Election Project Log

This file contains a log of the progress on the faces project. Each log-entry contains:



Date: Saturday, March 6, 2021

Topic: New Image quality control algorithm

One Sentence Summary

This table 01 contains a new image quality control that is not based on an MTurk survey, but rather on a no-reference image quality assessment (IQA) algorithm. Our MTurk features increase from 0.015 to 0.021 on a validation set with over 1000 images.

Overview: An overview of what the markdown contains

I repeat our table 01 controlling for images with above average quality. This is (1) to see whether we can get our MTurk labels to increase in significance and (2) to aling with what Todorov et.al (2015) do.

  1. Configuration 4 - Here the election_lm is based on the new historical election data and we control for image quality.

NOTE We observe an increase in MTurk r-sqrt signal from 0.015 to 0.021

For more detailed definitions of the terms please see the table sections on the markdown linked below

Link:

  1. Table 01: https://rpubs.com/JonasKnecht/election_table01_brisque_control

Next Steps

  1. Face Editing - I want to set up a working environment for the GAN port and the CNN predictor on AWS, and make sure we’re doing something akin to version control (so that I can come back to this down to the road).
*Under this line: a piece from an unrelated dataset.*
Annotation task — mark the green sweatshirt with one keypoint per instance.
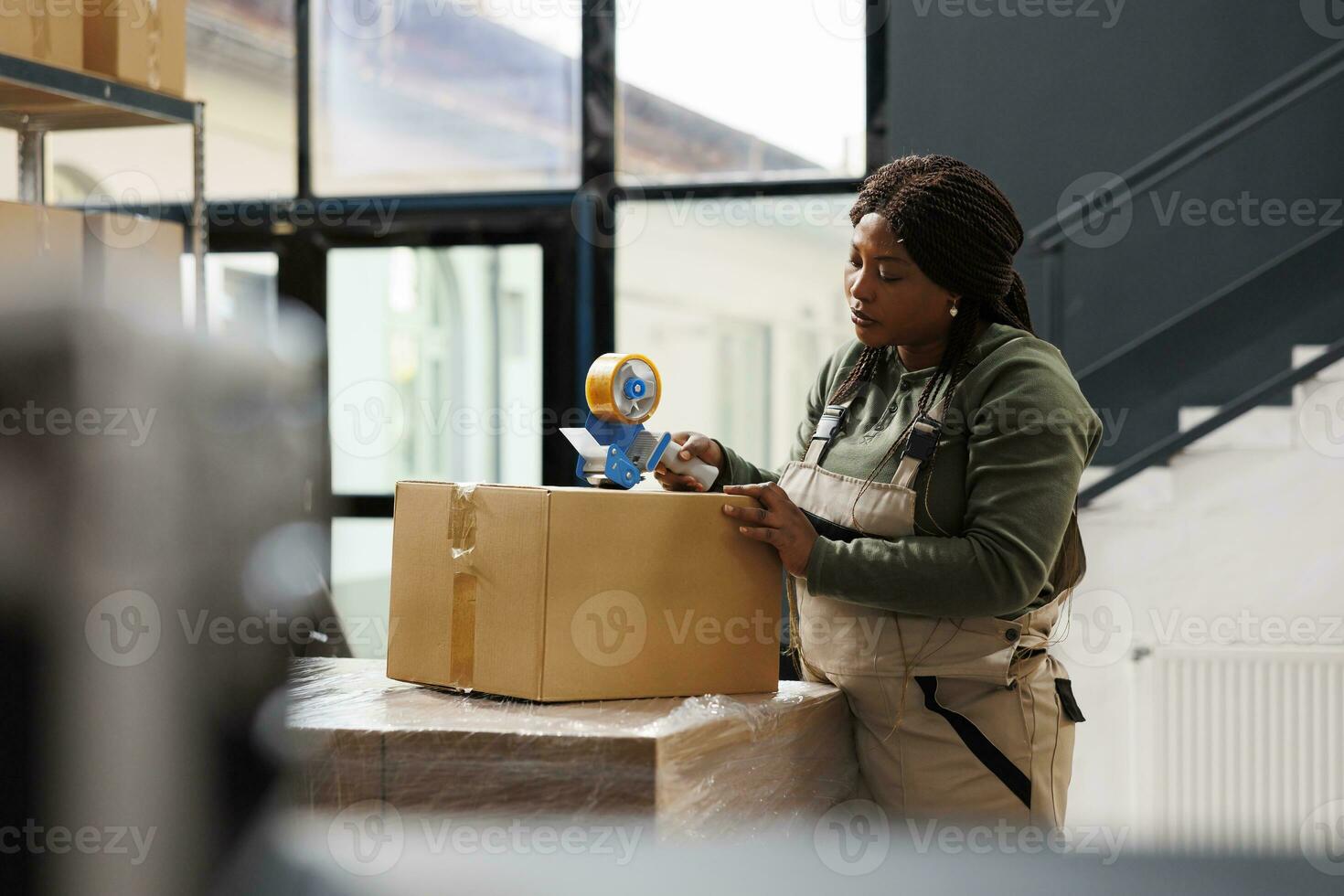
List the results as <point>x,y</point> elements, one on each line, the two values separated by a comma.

I am planning to have a prototype gradient algorithm by the end of next week.


Date: Friday, March 5, 2021

Topic: Election LM with rolling window vote-share

One Sentence Summary

Using the new historical election data, I construct a 3-year rolling-window own-party jacknife-vote-share feature in the election model and we see adjusted R squared increase from 0.067 to 0.098.

Overview: An overview of what the markdown contains

I repeat our table 01 with the inclusion of an new own_party_vote_share_jacknife feature.
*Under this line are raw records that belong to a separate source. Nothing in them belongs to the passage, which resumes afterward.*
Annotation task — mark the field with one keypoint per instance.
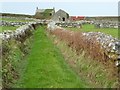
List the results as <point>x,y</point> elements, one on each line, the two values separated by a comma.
<point>15,20</point>
<point>51,62</point>
<point>46,67</point>
<point>3,28</point>
<point>91,28</point>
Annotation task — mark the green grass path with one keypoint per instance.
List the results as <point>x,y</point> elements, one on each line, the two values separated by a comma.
<point>46,67</point>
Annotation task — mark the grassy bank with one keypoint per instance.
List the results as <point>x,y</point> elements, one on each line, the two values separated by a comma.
<point>3,28</point>
<point>46,67</point>
<point>91,28</point>
<point>94,72</point>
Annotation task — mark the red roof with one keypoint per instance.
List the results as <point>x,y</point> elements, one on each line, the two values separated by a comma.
<point>77,17</point>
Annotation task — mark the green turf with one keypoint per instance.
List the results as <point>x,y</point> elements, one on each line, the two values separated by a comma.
<point>46,67</point>
<point>15,20</point>
<point>91,28</point>
<point>3,28</point>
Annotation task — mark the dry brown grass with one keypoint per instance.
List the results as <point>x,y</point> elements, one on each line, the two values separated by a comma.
<point>86,58</point>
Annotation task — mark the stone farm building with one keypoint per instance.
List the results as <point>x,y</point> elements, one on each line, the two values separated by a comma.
<point>60,15</point>
<point>44,13</point>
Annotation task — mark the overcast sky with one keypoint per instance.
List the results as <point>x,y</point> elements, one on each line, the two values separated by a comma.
<point>101,8</point>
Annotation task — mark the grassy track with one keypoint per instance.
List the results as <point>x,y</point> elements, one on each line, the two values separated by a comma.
<point>3,28</point>
<point>15,20</point>
<point>91,28</point>
<point>46,67</point>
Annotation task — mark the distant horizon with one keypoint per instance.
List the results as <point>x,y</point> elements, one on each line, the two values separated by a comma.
<point>69,15</point>
<point>72,8</point>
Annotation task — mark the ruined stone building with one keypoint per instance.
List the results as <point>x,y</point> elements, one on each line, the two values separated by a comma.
<point>60,15</point>
<point>44,13</point>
  1. Configuration 4 - Here the election_lm is based on the new historical election data and now includes a backwards looking three year rolling window of own-party jacknife-vote-share from the house of representatives elections in that state.

NOTE We observe an increase in electon_lm r-sqrt signal from 0.067 to 0.098

For more detailed definitions of the terms please see the table sections on the markdown linked below

Link:

  1. Table 01: https://rpubs.com/JonasKnecht/election_table01_hist_vote_share

Next Steps

  1. I did some digging into the label distribution from the Mturk image quality survey, and it seems they may not be quite as informative and accurate as we had hoped. As such, I’m now looking into some deterministic computer-vision based measures of image quality. There is some interesting stuff out there, and I have a prime candidate for a usable algorithm (called BRISQUE). I will try to make this work (it’s all a bit experimental) with our pipeline in the coming days to see whether we can control for image quality a bit more systematically.


Date: Wednesday, March 3, 2021

Topic: Image quality controlls for MTurk labels

One Sentence Summary

I now include a control for the quality of the election images, which reduces us to an 800 image subset. We see that MTurk signal increases from 0.012 to 0.015.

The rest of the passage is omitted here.